LOIS WEBER, AN ACTRESS WHO LEFT THE STAGE to become a writer, director and producer, became noted for her controversial films about birth control, abortion and other women's issues during the silent era. One of Weber's films, "The Blot," is a 1921 melodrama about an underpaid professor whose wife turns to theft to feed their ailing daughter. Weber is among the female filmmakers honored in "Filming the Twentieth Century: Visions From Women Directors," continuing through Nov. 10 at the National Museum of Women in the Arts. "The Lost Garden: The Life and Cinema of Alice Guy-Blache," a documentary about the world's first narrative moviemaker, plays before "The Blot."

--Rita Kempley

At the National Museum of Women in the Arts, 1250 New York Ave. NW. Wednesday, 7 p.m. $5. 202-783-7370.


"RENT" IS RIFE WITH FLAWS, yet Jonathan Larson's rock musical is still a whale of a show. It's "La Boheme" given the "Hair" treatment in the age of AIDS, so stock characters and sentimentality are abundant. But its big heart and raw exuberance trump all that, as does the late Larson's gutsy, deceptively rangy score--here quoting Puccini, there mimicking the Artist's funk, flowing from crunchy guitar songs to synth ballads to heartbreaking gospel laments so fluidly that you wonder what he might have written next. "Rent" ends today at Wolf Trap.

--Nelson Pressley

At Wolf Trap's Filene Center, Vienna. $20-$60. Today at 2 and 8 p.m. 703-218-6500.


LABOR DAY'S EVE marks the return of a popular tradition, the National Symphony Orchestra's outdoor performance on the U.S. Capitol's West Lawn. Overtly patriotic music takes a back seat to popular overtures and marches. John Williams and John Philip Sousa share the bill with music from Russia, France and England. Anthony Aibel conducts.

--Philip Kennicott

On the West Lawn of the U.S. Capitol. Tonight at 8. Free. 202-467-4600.

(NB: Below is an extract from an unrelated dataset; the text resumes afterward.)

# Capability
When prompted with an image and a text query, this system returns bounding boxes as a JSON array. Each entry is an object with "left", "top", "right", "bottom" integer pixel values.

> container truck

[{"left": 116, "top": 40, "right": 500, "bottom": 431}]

IN 1916, ARTIST JESSIE WILLCOX SMITH snagged the plum assignment of illustrating a new edition of Charles Kingsley's popular fairy tale "The Water-Babies," first published in 1863. Her fantastical drawings help tell the story of young Tom, a sooty chimney sweep who, by a stroke of fairy luck, becomes a clean, cared-for sea sprite. Smith's images portray an innocently naked Tom (except for a frilly gill around his neck) admiring giant fish, floating on a brick-red buoy and staring at a full moon. Smith, a student of Thomas Eakins, designed numerous magazine and book covers during her long career. But she judged "The Water-Babies" illustrations to be her finest work and donated the 12 paintings to the Library of Congress, where they are on display.

--Nicole Lewis

At the Library of Congress's Swann Gallery, 101 Independence Ave. SE. Through Sept. 18. Free. 202-707-5000.